Ashley ya no le presta atención. Su mente está trabajando; Miriam puede verlo. Comienza a caminar de un lado a otro.

—Recoge tu mierda —le dice. Camina hasta la esquina de la habitación y aparta su bolsa de lona para arrastrar el maletín de metal. Gruñe al soltarlo sobre la cama.

—Todo esto es por el maletín —dice Miriam con rotundidad, porque sabe que es verdad.

—Probablemente. —Ashley coge el bolso de Miriam del otro lado de la cama y se lo lanza. Ella lo coge como si fuera una pelota de futbol, justo en la barriga. Exhala un quejido—. Las llaves. Dame las llaves.

—No.

—Dame las llaves del Mustang. Ahora.

—No hasta que me cuentes qué está pasando.

—¡No tenemos tiempo para esto!

Miriam aprieta los dientes.

—Cuéntamelo.

—Lo juro por Dios. —Cierra los puños—. Dame esas llaves ahora mismo.

Miriam saca las llaves, que cuelgan de una encrespada pata de conejo teñida de verde.

—¿Estas? —pregunta. Las agita frente a él—. Vamos. Cógelas.

Él lo intenta.

Miriam le azota la cara con ellas. Las llaves cortan un tajo en su frente. Ashley retrocede torpemente al tiempo que se presiona la frente con el antebrazo. Baja el brazo y ve la sangre; una expresión perpleja cruza su rostro. Ya es la segunda vez que parece realmente asustado.

—Me has cortado —le dice.

—Sí. ¿Vas a seguir comportándote como un egoísta? Relaja esos puños, colega, y empieza a hablar. Porque si no me cuentas qué demonios está pasando, voy a cortarte la puta garganta con estas llaves y a meterte la pata de conejo por el culo, para que te dé buena suerte.

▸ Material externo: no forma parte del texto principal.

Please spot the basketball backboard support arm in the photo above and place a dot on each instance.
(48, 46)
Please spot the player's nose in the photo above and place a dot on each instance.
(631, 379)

Miriam lo observa. Él se lo piensa. Seguramente está pensando, Puedo con ella, o Mentiré, siempre puedo mentir. Pero entonces todas las piezas encajan y él toma una decisión.

Con dedos ágiles, introduce la combinación en el maletín.

La cerradura se abre con un pop.

Abre la tapa y Miriam suspira.

En el interior del maletín hay bolsitas de plástico, unas encima de otras, ninguna mayor que un monedero o una bolsa de gusanitos. Pero estas bolsitas no contienen Oreos o dinero suelto. En cada una hay un puñadito de pequeños cristales, como cuarzo roto o trocitos de caramelo.

Miriam sabe lo que es. No lo ha probado, pero lo ha visto.

—Cristal —dice—. Metanfetamina.

Aturdido, Ashley asiente.

—Cuéntamelo.

—¿Que te cuente qué?

—Cuéntame cómo llegó a tus manos este puto maletín gigante lleno de droga.

Ashley inhala con dificultad a través de la nariz.

—Vale. ¿Quieres perder el tiempo? ¿Quieres que nos maten? Genial.